Impact van AI is revolutionair

De sociale en economische veranderingen die kunstmatige intelligentie teweegbrengt, zijn vergelijkbaar met de veranderingen die de industriële revolutie veroorzaakte. Er is echter een groot verschil en dat is dat de ingrijpende veranderingen van AI in één generatie worden samengeperst, in plaats van dat ze over verschillende generaties plaatsvinden waardoor de samenleving zich geleidelijk kan aanpassen aan de gevolgen, zoals tijdens de industriële revolutie.

De eerste gevolgen van AI zijn nog maar net zichtbaar. Howard belicht vier gebieden waarop AI grote impact zal hebben:

  • potentieel enorme stijging van de economische groei;
  • ontwrichting van de arbeidsmarkt en maatschappelijke aanpassing;
  • machtsconcentratie en regelgeving;
  • overheden en overheidsfinanciën.

Economische voordelen

Experts zijn bijna unaniem van mening dat AI aanzienlijke economische voordelen zal opleveren. Volgens schattingen van PwC zal AI in 2030 goed zijn voor 16.000 miljard dollar productiestijging. Accenture en Frontier Economics voorspellen dat AI de arbeidsproductiviteit in elf westerse industrielanden en Japan tegen 2035 met 10-40% zal verhogen, wat een verdubbeling van hun economische groei in 2035 zou betekenen. De arbeidsproductiviteit zal in die periode tussen 11% en 37% stijgen. Als de impact van AI in de buurt van de voorspelde niveaus komt, zullen de gevolgen voor het bedrijfsleven veel verder reiken dan alleen enkele technologische sectoren en veel dieper gaan dan de verfijning van hun bestaande producten en diensten. Het McKinsey Global Institute voorspelt dat tegen 2030 70% van de bedrijven minstens één vorm van AI zal hebben ingevoerd.
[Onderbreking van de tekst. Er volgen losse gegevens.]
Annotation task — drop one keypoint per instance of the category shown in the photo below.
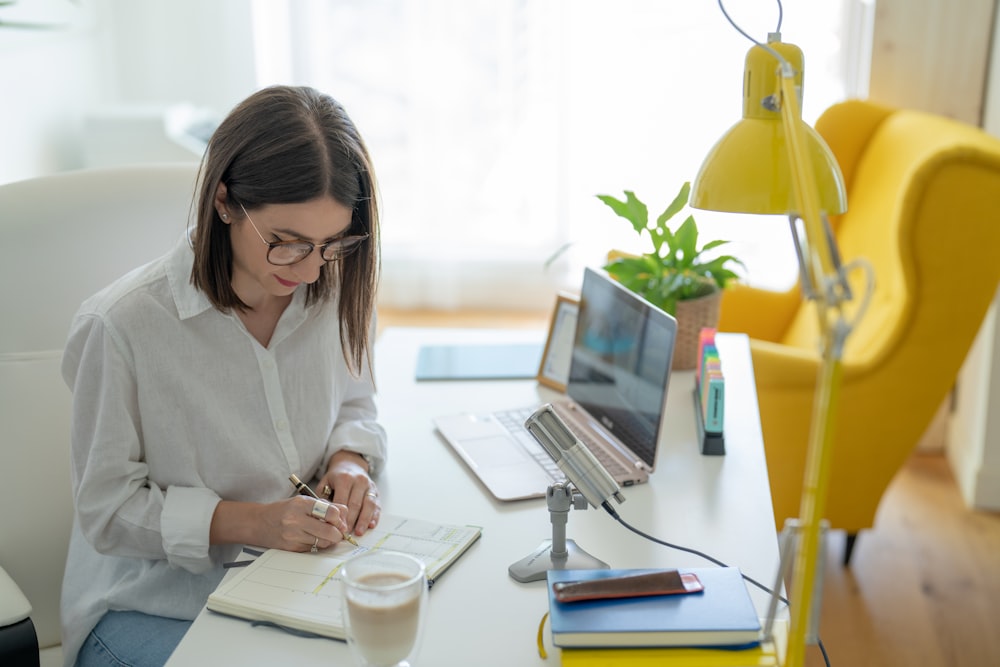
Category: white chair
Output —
(62, 238)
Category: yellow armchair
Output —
(924, 210)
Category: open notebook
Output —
(301, 592)
(615, 398)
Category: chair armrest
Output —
(759, 313)
(14, 607)
(18, 640)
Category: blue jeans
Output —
(131, 639)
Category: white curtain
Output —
(494, 123)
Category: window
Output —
(494, 123)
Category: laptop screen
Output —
(620, 367)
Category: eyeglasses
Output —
(283, 253)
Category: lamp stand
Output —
(825, 284)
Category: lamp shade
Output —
(748, 170)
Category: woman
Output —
(204, 379)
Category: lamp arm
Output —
(820, 271)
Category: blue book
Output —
(721, 615)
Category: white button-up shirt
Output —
(175, 407)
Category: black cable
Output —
(610, 510)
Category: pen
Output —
(302, 487)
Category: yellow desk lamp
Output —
(771, 162)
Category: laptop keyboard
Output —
(513, 421)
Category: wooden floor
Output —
(923, 588)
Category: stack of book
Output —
(716, 626)
(710, 395)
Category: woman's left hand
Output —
(347, 478)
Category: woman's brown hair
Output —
(283, 145)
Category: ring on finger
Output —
(319, 510)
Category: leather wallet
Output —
(664, 582)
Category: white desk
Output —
(478, 614)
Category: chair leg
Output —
(849, 548)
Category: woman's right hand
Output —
(288, 524)
(301, 523)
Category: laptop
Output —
(615, 398)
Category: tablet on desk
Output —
(502, 361)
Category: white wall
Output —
(974, 429)
(118, 55)
(46, 78)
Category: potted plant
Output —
(677, 275)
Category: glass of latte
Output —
(385, 596)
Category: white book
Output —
(301, 591)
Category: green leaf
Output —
(686, 244)
(679, 202)
(631, 208)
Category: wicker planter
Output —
(692, 316)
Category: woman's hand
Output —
(346, 482)
(299, 523)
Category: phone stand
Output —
(557, 553)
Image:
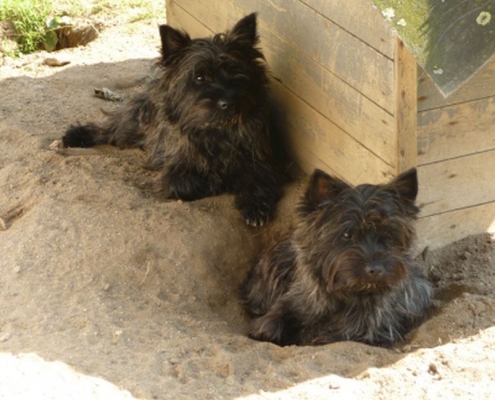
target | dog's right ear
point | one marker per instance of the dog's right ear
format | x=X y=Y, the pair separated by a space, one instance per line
x=173 y=41
x=320 y=191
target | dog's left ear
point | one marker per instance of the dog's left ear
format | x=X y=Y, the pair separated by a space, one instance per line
x=406 y=185
x=245 y=30
x=322 y=188
x=173 y=41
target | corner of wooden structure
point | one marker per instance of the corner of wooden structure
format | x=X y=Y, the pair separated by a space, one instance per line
x=406 y=69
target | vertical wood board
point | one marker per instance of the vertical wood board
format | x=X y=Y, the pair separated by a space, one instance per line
x=439 y=230
x=407 y=111
x=455 y=131
x=361 y=19
x=340 y=103
x=457 y=183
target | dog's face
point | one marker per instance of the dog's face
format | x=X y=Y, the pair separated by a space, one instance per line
x=357 y=239
x=215 y=82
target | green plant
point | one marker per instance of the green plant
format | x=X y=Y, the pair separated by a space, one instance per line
x=29 y=19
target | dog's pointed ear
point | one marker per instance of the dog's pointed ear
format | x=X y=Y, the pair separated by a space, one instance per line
x=245 y=30
x=173 y=41
x=406 y=185
x=320 y=191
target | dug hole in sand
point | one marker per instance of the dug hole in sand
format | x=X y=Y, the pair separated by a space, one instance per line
x=109 y=292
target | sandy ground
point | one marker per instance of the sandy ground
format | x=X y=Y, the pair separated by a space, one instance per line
x=108 y=292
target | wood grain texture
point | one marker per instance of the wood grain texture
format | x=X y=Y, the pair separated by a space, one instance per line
x=318 y=143
x=481 y=85
x=314 y=36
x=441 y=229
x=353 y=112
x=455 y=131
x=457 y=183
x=361 y=19
x=407 y=111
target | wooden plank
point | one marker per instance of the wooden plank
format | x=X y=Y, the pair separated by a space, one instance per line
x=318 y=143
x=361 y=19
x=361 y=67
x=350 y=59
x=180 y=19
x=441 y=229
x=457 y=183
x=407 y=111
x=454 y=131
x=346 y=107
x=481 y=85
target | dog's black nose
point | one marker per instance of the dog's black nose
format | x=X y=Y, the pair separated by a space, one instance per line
x=374 y=270
x=223 y=104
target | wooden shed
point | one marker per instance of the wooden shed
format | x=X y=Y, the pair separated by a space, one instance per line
x=358 y=105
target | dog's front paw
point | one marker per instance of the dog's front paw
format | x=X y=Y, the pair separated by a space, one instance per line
x=187 y=187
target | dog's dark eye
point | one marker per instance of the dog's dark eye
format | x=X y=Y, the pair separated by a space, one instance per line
x=347 y=236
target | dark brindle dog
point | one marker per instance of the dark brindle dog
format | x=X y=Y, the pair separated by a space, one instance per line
x=203 y=121
x=346 y=272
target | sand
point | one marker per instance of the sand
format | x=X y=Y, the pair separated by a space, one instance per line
x=109 y=292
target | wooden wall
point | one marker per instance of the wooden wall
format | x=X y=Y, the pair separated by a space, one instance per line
x=334 y=77
x=456 y=158
x=356 y=108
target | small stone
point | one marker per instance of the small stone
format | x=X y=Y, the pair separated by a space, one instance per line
x=432 y=369
x=56 y=145
x=56 y=62
x=4 y=337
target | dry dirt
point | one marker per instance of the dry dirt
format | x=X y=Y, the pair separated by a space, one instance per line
x=107 y=292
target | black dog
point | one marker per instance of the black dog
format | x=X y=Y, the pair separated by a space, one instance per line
x=346 y=272
x=203 y=121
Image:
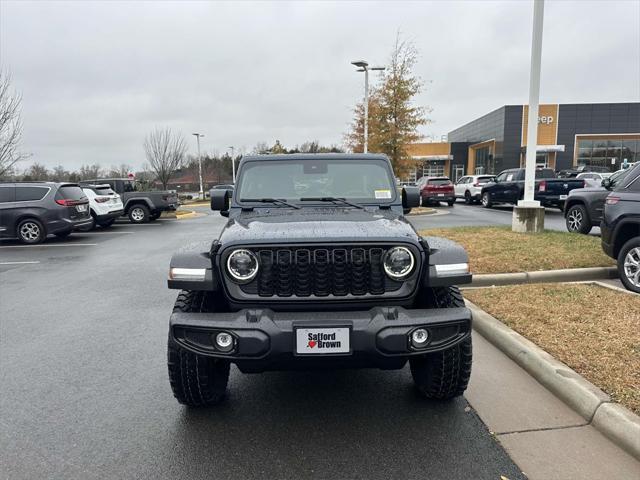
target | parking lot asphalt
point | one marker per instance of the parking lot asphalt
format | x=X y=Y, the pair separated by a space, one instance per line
x=85 y=392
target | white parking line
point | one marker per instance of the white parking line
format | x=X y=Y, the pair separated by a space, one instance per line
x=51 y=245
x=105 y=233
x=17 y=263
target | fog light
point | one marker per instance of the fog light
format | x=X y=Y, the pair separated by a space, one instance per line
x=419 y=338
x=224 y=341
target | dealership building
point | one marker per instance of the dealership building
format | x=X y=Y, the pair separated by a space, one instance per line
x=569 y=135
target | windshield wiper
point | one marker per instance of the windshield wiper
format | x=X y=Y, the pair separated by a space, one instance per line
x=330 y=199
x=277 y=201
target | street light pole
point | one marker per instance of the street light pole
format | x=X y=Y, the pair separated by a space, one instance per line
x=198 y=135
x=528 y=215
x=233 y=165
x=364 y=67
x=534 y=99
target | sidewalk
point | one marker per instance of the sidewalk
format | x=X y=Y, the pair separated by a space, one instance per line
x=543 y=436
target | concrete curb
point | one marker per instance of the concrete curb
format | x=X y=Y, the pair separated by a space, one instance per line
x=192 y=214
x=616 y=422
x=566 y=275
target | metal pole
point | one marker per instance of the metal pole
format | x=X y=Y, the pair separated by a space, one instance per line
x=366 y=109
x=534 y=98
x=198 y=135
x=233 y=166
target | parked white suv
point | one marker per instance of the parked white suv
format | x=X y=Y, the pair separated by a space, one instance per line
x=104 y=203
x=469 y=187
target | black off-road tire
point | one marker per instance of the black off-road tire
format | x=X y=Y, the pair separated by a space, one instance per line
x=444 y=375
x=577 y=219
x=196 y=380
x=631 y=249
x=139 y=214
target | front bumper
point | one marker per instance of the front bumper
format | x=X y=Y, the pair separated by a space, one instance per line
x=265 y=340
x=437 y=198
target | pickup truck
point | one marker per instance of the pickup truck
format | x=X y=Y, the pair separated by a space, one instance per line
x=141 y=206
x=508 y=187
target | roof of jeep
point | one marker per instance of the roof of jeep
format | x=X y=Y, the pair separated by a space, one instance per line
x=317 y=156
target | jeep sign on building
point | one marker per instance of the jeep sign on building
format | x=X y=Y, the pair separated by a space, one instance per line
x=569 y=135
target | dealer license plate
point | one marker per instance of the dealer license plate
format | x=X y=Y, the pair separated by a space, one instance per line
x=318 y=341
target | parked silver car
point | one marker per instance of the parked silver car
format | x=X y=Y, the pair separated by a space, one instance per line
x=469 y=187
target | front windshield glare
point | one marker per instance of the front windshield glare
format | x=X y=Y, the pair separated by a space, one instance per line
x=357 y=180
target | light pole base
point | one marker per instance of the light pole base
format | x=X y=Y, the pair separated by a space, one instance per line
x=528 y=219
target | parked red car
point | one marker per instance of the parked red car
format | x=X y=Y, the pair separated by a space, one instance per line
x=434 y=190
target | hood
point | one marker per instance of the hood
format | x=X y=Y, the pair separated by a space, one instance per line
x=282 y=225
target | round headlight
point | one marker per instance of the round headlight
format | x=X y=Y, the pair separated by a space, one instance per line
x=242 y=265
x=398 y=263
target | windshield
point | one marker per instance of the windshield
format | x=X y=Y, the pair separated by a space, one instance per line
x=358 y=180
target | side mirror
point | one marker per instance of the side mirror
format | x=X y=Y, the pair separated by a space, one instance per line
x=220 y=201
x=410 y=198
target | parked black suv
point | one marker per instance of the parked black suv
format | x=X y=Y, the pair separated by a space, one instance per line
x=508 y=187
x=621 y=228
x=318 y=268
x=141 y=206
x=30 y=211
x=584 y=206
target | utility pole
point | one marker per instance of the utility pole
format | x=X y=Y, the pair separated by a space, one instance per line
x=198 y=135
x=528 y=215
x=364 y=67
x=233 y=165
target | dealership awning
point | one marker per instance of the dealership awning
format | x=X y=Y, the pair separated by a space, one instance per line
x=546 y=148
x=433 y=157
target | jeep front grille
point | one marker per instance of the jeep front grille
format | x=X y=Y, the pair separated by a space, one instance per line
x=321 y=272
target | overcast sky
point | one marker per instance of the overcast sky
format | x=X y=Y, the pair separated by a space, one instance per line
x=97 y=76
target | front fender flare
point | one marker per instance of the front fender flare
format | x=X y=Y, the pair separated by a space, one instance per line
x=448 y=263
x=192 y=268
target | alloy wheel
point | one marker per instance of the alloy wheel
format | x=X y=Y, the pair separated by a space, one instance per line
x=575 y=220
x=632 y=266
x=137 y=214
x=30 y=231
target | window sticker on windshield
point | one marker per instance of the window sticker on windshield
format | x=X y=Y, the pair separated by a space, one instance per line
x=382 y=194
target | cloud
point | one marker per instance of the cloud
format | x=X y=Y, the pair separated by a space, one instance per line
x=97 y=76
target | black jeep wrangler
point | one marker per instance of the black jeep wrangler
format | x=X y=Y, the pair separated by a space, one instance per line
x=318 y=268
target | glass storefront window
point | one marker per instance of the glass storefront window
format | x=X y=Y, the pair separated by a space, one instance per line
x=609 y=153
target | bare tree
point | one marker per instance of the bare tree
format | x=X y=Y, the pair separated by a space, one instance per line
x=37 y=172
x=165 y=152
x=90 y=172
x=59 y=174
x=10 y=125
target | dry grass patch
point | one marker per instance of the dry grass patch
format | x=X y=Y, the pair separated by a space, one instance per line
x=594 y=330
x=499 y=250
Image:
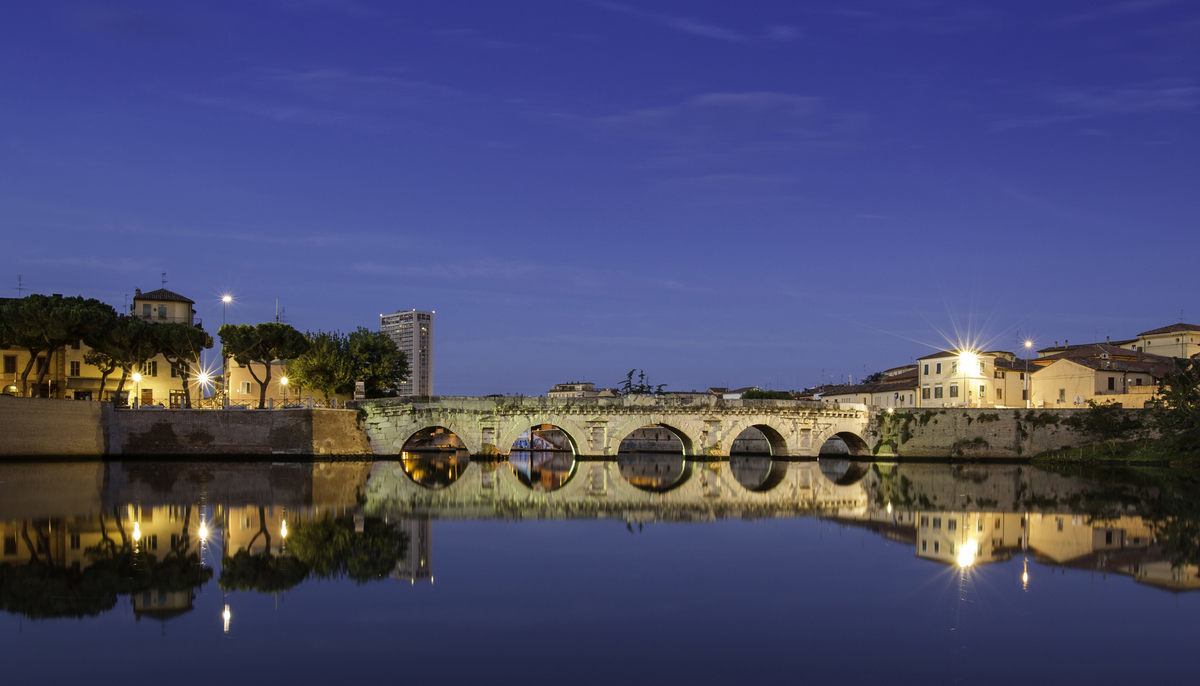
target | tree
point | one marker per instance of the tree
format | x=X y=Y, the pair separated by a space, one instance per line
x=635 y=387
x=377 y=361
x=181 y=344
x=43 y=324
x=325 y=366
x=129 y=343
x=1175 y=410
x=261 y=344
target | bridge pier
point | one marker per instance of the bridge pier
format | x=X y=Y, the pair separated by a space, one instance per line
x=597 y=426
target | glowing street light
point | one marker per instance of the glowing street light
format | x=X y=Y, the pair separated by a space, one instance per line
x=1029 y=396
x=967 y=553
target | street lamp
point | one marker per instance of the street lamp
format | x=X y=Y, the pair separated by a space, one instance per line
x=1029 y=396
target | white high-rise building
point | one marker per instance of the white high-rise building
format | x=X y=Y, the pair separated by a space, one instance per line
x=413 y=332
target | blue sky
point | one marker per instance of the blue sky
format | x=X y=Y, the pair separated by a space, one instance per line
x=765 y=193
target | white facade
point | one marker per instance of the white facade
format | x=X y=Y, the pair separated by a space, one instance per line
x=413 y=332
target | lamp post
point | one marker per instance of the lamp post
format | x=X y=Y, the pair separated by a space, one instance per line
x=1029 y=395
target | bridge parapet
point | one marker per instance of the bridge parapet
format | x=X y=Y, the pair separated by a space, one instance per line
x=706 y=426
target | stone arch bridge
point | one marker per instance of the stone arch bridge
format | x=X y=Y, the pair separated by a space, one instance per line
x=597 y=426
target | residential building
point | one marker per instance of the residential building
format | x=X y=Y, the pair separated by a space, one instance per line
x=1101 y=372
x=966 y=379
x=71 y=377
x=895 y=389
x=413 y=332
x=1175 y=341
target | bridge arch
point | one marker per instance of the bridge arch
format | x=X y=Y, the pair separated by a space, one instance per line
x=432 y=438
x=573 y=432
x=777 y=445
x=845 y=443
x=627 y=429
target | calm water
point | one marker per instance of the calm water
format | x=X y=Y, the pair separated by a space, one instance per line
x=642 y=570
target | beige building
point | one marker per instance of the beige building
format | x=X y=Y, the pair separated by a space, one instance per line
x=156 y=383
x=967 y=379
x=1099 y=372
x=1175 y=341
x=281 y=390
x=967 y=539
x=897 y=389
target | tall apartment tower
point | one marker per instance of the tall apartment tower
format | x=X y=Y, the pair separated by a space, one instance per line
x=413 y=332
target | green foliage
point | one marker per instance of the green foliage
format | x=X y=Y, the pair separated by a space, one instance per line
x=325 y=366
x=755 y=395
x=264 y=572
x=631 y=387
x=1105 y=422
x=1175 y=410
x=42 y=324
x=261 y=344
x=331 y=548
x=377 y=361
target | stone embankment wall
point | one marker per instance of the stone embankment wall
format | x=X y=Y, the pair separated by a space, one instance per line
x=972 y=433
x=35 y=427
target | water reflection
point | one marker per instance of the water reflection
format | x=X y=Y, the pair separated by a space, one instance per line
x=159 y=533
x=543 y=470
x=759 y=474
x=654 y=471
x=435 y=469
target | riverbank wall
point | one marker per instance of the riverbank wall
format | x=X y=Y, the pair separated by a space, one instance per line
x=967 y=433
x=39 y=427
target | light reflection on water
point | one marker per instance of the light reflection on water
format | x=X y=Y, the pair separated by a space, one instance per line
x=826 y=541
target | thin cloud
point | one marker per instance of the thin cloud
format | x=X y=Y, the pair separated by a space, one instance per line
x=681 y=24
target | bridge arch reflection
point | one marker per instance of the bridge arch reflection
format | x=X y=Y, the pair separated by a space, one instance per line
x=654 y=473
x=757 y=474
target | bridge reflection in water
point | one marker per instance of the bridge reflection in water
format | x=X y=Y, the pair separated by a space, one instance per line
x=156 y=531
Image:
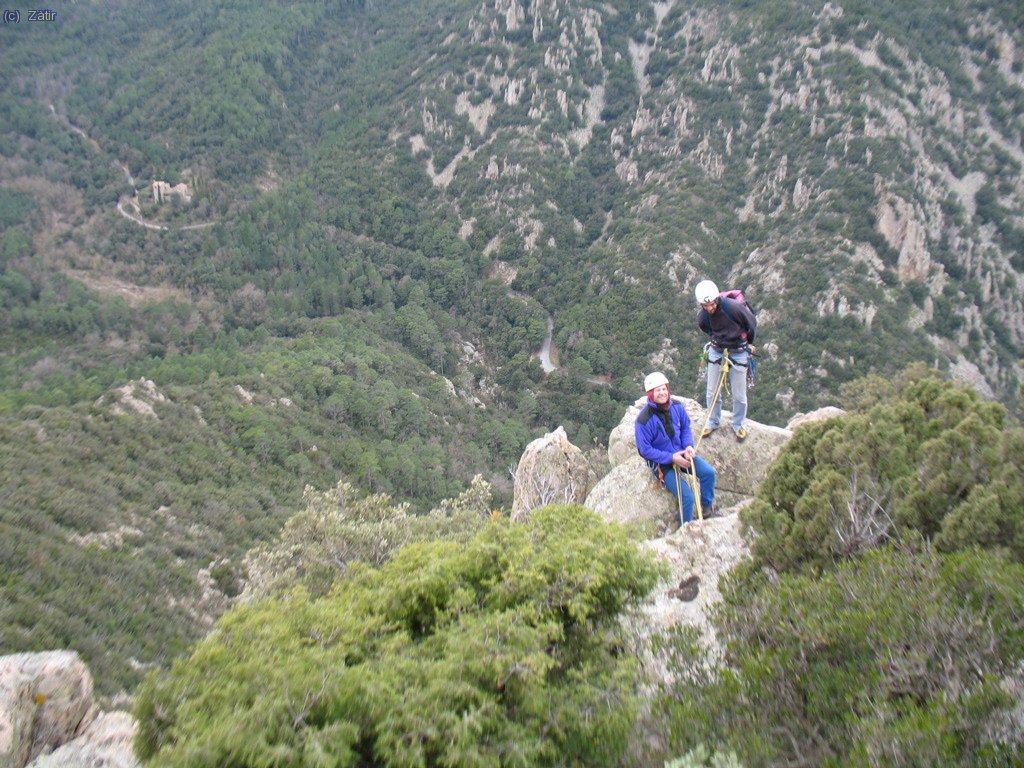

Ontwrichting arbeidsmarkt en maatschappelijke aanpassingen

Technologie die in staat is autonoom beslissingen te nemen, kan een radicale verandering teweegbrengen in banen die gebaseerd zijn op oordeelsvermogen, kennis en inzicht. Dit kan ingrijpende gevolgen voor de beroepsbevolking hebben, omdat mensen nieuwe vaardigheden moeten aanleren. De veranderende rol van arbeid zal onvermijdelijk ontwrichtende effecten hebben. Tijdens de eerste industriële revolutie verdween meer dan de helft van de werkgelegenheid in de landbouw, terwijl het aantal banen in de industrie steeg van nog geen 20% naar ruim 50% van het totaal. De opmars van AI zal vergelijkbare gevolgen voor het profiel van de beroepsbevolking hebben. Maar in plaats van gespreid over een eeuw of langer zal dit proces zich in enkele decennia voltrekken en zal de samenleving zich in minder dan één generatie moeten aanpassen. Om het risico van sociale onrust te beperken, is ondersteuning nodig om mensen te helpen de overgang te maken, alsook een vangnet voor degenen die hiertoe niet in staat zijn. Ook moeten bedrijven, om concurrerend te blijven, structurele plannen maken om hun personeel om en bij te scholen.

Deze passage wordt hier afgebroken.